Abraham Lincoln: Vampire Hunter

If you thought the American Civil War was about ending slavery, you're in for a rude surprise.
Tom Glasson
July 30, 2012

Overview

Abraham Lincoln: Vampire Hunter is the consequence of what screenwriter Seth Grahame-Smith calls "one of those Reese's Peanut Butter Cup moments". It was during his 2009 book tour for the novel Pride and Prejudice and Zombies that he observed two very distinct themes dominating almost every major storefront: biographies marking the bicentennial of Abraham Lincoln's birth, and copies of Twilight marking the death of good writing. Eventually the two ideas merged in his head and the result was a wildly imaginative retelling of the Abraham Lincoln story.

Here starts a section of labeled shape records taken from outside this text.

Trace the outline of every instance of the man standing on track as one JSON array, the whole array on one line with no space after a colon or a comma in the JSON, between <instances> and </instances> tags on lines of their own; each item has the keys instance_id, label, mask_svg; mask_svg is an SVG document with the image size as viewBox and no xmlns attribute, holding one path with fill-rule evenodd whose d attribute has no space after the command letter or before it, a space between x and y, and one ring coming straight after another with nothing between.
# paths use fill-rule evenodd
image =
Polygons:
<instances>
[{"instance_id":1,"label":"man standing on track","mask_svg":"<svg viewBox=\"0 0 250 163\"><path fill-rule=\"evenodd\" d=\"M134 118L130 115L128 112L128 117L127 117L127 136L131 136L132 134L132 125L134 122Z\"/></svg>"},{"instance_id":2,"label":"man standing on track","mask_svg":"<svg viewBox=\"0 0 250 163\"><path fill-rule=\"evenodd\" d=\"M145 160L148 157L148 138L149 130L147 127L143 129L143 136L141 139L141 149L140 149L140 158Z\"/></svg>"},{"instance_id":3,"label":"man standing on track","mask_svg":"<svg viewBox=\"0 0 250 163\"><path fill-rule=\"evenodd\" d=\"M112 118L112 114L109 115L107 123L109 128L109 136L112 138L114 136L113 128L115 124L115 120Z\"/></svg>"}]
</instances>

Set in the early 19th century, it begins with the death of Lincoln's mother, though not of "milk sickness" as history remembers it, but instead at the hand of a local (and suspiciously dead) slave trader, Jack Barts (Marton Csokas). The course for vengeance is thus set, and once the adult Lincoln (Benjamin Walker) learns the terrifying true nature of his mother's killer, he vows to wipe all vampires off the face of the earth. Abraham Lincoln: Vampire Hunter, then, is perhaps the most descriptive movie title since 2011's Jack and Jill: Money Waster. Thankfully, though, it's also infinitely better.

Produced by Tim Burton (Dark Shadows) and directed by Timur Bekmambetov (Wanted, Night Watch), it's a visually rich production that makes excellent use of both slow motion and 3D shots. The latter, as explained by lead actor Benjamin Walker during a recent trip to Sydney, was used by Bekmambetov as a "tool rather than a gimmick … because with vampires you're dealing with proximity, and you really want to be able to feel that presence and that danger." And feel it you most certainly do, for these toothy-villains wail and gnash at the audience with substantially less tenderness and sparkle than some of their cinematic contemporaries.

Most importantly though, is that this is an entirely silly film treated with extraordinary seriousness by everyone involved. As a consequence it not only avoids the horrible fate of the similarly absurdly named Aliens and Cowboys, but also provides a terrifically creative example of Civil War historical revisionism — pitting Lincoln's Union forces against the Southern Confederates as part of mankind's last stand against an army of the undead. It’s great fun, relentlessly fast-paced, and at only 105 minutes, manages to pack in more than your money’s worth of action and gore.